# Hard to tell if its constipated or dropsy or...



## tangy (Apr 23, 2007)

This is my new large Jack damspey. Stunning fish really I got it off a friend who tore down his tank a week ago(Im a lucky nut  ) cuz her tank mate became extremely belligerent and started tackling her so he had them separated. Placed her in my 55 and removed everything in there cept for a golden chinese algae eater and a few corydoras. A few days ago out of nowhere she started getting fat. I fear it might be dropsy because today I noticed a few scales kinda protruding but Im not completely sure as to what it is. Any ideas? I was thinking of the pea thing if it was constipation but she only eats meaty fods and to add to that she has had only had 2 meals this week-silversides and a few nightcrawlers and has refused to eat anything else at all. She is still somewhat active. Thx for any advice.

BTW I wanted to ask she is a female right? He had another fish ,really beautiful brightly colored and long --- fins :lol: He told me this was a female tho I looked up and said males have longer sharp fins(like this one) yet his had uber long fins and colors and this one looked puny compared. Someone clear it up for me. Thx.

Ammon-0
Nitrites-0
Nitrates-10ppm

Here she is about a week ago. 









..Here she is now. Been like that for about 2 days.


----------



## Little-Fizz (Aug 19, 2007)

... That looks uncomfortable, have you seen her pass any poop? If you see raised scales then I would say go ahead and treat for dropsy... Its better to be safe then sorry.


----------



## tangy (Apr 23, 2007)

TBH I have not seen her pass any waste at all. Constipation was one thing but the scales is what scares me. I have always called it (dropsy) "fishy-cancer" because I know its not something u can easily get rid of. Antibiotics are the only thing to come to mind but then I have heard horror stories on those...


----------



## Little-Fizz (Aug 19, 2007)

There is no 'cure' for dropsy, but adding epsom's salt will help your fish expel some fluids. I had a platy with dropsy months ago and used the epsoms salt, I can't even tell what one had dropsy anymore :? and none have died so I can only assume hes going strong. 

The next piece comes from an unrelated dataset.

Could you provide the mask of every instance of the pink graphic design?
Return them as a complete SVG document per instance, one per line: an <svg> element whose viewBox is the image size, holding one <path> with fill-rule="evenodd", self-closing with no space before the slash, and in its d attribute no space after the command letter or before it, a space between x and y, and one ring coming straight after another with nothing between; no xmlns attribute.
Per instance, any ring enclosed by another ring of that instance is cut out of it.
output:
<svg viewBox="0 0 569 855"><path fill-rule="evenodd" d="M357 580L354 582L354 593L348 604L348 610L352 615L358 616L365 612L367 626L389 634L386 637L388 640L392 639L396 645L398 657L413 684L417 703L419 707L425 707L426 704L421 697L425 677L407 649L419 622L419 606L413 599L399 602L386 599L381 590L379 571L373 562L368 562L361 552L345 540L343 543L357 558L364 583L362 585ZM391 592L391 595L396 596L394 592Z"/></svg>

I'm trying to remember how much I used. I think I used 1/4 teaspoon per gallon. But I'm looking it up now.

Everyone uses a different amount of salt, lol I would just go with 1/4 teaspoon per gallon, it worked for me. I read that following up with maracyn 1 and 2 helps. I didn't use it and my fish it fin... But I would just add the epsoms salt and decide if its constipation or dropsy before you add meds.


----------



## tangy (Apr 23, 2007)

Thats a great idea. Not gonna bother with meds since its an organ failure thing I doubt it would work just a waste of time and money. But the salt idea sounds great never heard of that before. Ill try it asap. Thx.


----------



## Little-Fizz (Aug 19, 2007)

No problem :wink: Best of luck! I hope she makes it, big fish can live with dropsy much longer then smaller fish. So I think you'll be alright.


----------



## Little-Fizz (Aug 19, 2007)

Hi, I just saw a post about dropsy and it reminded me of this fish. :lol: 

How is she doing? Any changes? Good, bad?


----------



## tangy (Apr 23, 2007)

She is still up and running thanks for asking tho the situation has not been resolved. She is, in fact, a tad bit larger than when I posted(she lost a bit of her girth when I added the salt but she quickly gained it again) but I went ahead and isolated her and treated with myradin just in case it constipation. Shes quite the trooper ill let ya know how she fares in time.


----------



## Little-Fizz (Aug 19, 2007)

Sorry to hear that she isn't back to her normal self. It could just take time, maybe try upping the dose? And add it for a number of days and see if it makes a difference? 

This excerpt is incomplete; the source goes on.